We can breathe a sigh of relief that the U.S. Supreme Court preserved the anti-discrimination section of the Voting Rights Act, unlike their ruling in Shelby County v. Holder 10 years ago, which opened the floodgates to a decade of voter suppression at the state level. Before Shelby, the Voting Rights Act required jurisdictions with a history of discrimination to submit any proposed changes in voting procedures to the U.S. Department of Justice to protect voting rights. After the decision, however, states have been able to make voting procedural changes without approval at the federal level, unless Congress updates the criteria for determining which states require federal oversight.
So where do we stand 10 years after Shelby? Congress has not acted in the past decade to update the Voting Rights Act and has allowed voting rights to wither away, state by state. After Shelby v. Holder, states aggressively began to suppress voters, surgically targeting people of color, young people, people living in poverty, and people with disabilities. Within 24 hours of the decision, Texas, North Carolina, Mississippi, and Alabama, four states that were previously covered by Section 5 of the Voting Rights Act, began to implement strict photo ID policies. Between 2012 and 2020, the white-Black turnout gap grew between 9.2 and 20.9 percentage points across five of the six states originally covered by Section 5 of the Voting Rights Act.

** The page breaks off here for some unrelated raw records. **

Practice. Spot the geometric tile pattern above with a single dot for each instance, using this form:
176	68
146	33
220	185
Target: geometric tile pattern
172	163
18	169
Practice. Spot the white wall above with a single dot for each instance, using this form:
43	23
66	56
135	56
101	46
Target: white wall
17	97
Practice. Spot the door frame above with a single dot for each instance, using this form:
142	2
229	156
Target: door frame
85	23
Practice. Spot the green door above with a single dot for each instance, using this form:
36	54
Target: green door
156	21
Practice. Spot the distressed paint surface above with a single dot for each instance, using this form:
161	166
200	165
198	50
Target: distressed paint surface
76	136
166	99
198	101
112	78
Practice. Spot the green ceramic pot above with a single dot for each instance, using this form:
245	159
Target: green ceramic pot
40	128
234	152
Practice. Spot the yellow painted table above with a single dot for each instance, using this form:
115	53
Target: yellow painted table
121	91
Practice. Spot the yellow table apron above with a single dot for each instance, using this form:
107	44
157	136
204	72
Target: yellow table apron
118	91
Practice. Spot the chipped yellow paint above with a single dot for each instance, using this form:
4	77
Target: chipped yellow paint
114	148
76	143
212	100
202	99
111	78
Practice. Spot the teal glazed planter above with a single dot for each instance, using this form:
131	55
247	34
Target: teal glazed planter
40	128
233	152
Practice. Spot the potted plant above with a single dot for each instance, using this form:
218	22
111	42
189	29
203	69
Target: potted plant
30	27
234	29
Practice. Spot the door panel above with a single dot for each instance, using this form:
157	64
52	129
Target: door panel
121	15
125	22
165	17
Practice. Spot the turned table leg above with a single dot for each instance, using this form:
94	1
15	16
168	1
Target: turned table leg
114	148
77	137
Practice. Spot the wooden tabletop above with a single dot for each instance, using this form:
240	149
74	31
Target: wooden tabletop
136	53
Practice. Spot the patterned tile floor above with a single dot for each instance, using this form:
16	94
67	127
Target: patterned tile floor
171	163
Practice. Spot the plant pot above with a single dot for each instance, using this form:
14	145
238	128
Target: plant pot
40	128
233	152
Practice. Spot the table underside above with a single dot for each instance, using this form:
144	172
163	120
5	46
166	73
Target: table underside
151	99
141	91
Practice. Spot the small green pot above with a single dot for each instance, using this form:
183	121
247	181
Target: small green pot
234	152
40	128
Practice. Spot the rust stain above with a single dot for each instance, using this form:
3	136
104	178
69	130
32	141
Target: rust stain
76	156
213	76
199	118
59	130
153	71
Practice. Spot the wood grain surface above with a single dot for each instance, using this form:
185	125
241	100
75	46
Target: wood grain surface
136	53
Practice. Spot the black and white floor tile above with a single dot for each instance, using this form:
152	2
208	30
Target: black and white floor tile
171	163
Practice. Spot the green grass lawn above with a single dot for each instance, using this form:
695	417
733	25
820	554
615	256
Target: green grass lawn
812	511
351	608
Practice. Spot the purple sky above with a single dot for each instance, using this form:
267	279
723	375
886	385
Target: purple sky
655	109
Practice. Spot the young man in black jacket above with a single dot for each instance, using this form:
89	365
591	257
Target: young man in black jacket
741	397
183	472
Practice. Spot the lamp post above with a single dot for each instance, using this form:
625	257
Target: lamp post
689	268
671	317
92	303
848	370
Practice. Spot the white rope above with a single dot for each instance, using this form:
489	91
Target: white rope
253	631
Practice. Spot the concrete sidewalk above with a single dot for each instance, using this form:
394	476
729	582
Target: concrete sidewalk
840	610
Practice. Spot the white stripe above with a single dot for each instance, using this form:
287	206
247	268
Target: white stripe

Today, 35 states have voter ID laws, and state legislatures continue to enact new bills to suppress voters. Following an onslaught of disinformation claiming widespread voter fraud in the 2020 elections, eight states passed voter suppression laws in 2022, ranging from shortened deadlines for voter registration to increasing barriers to voting by mail. The majority of these states would have been covered under the Voting Rights Act before the Shelby decision.
The lack of structural reform in Congress, such as filibuster reform, blocked the passage of the John Lewis Voting Rights Advancement Act in 2021. Divided government at the federal level foreclosed on the possibility for a national expansion in voting rights.
A decade of congressional inaction after the Shelby decision means that the future of voting rights lies at the state level. That’s why the Tides Healthy Democracy Fund is prioritizing voting rights advocacy at the state level because we recognize it is at this level where progress is made. For example, a broad multiracial coalition in Minnesota called We Choose Us won the largest expansion of voting rights in decades that makes voting more accessible for people of color, people with disabilities, young people, and hourly workers. The group also championed a bill that included a groundbreaking policy that prohibits campaign contributions from most foreign-owned corporations. And under a newly divided government, voting rights advocates in Nevada are defending their victories from previous legislative sessions, while community organizations such as One Pennsylvania are leading advocacy and organizing efforts to stop voter ID in their state.
Yes, the court’s ruling this June offers a step in the right direction, but we must remain diligent. It’s up to community organizers, leaders, advocates, donors, and public officials to build and wield power for voting rights to thrive in the next decade.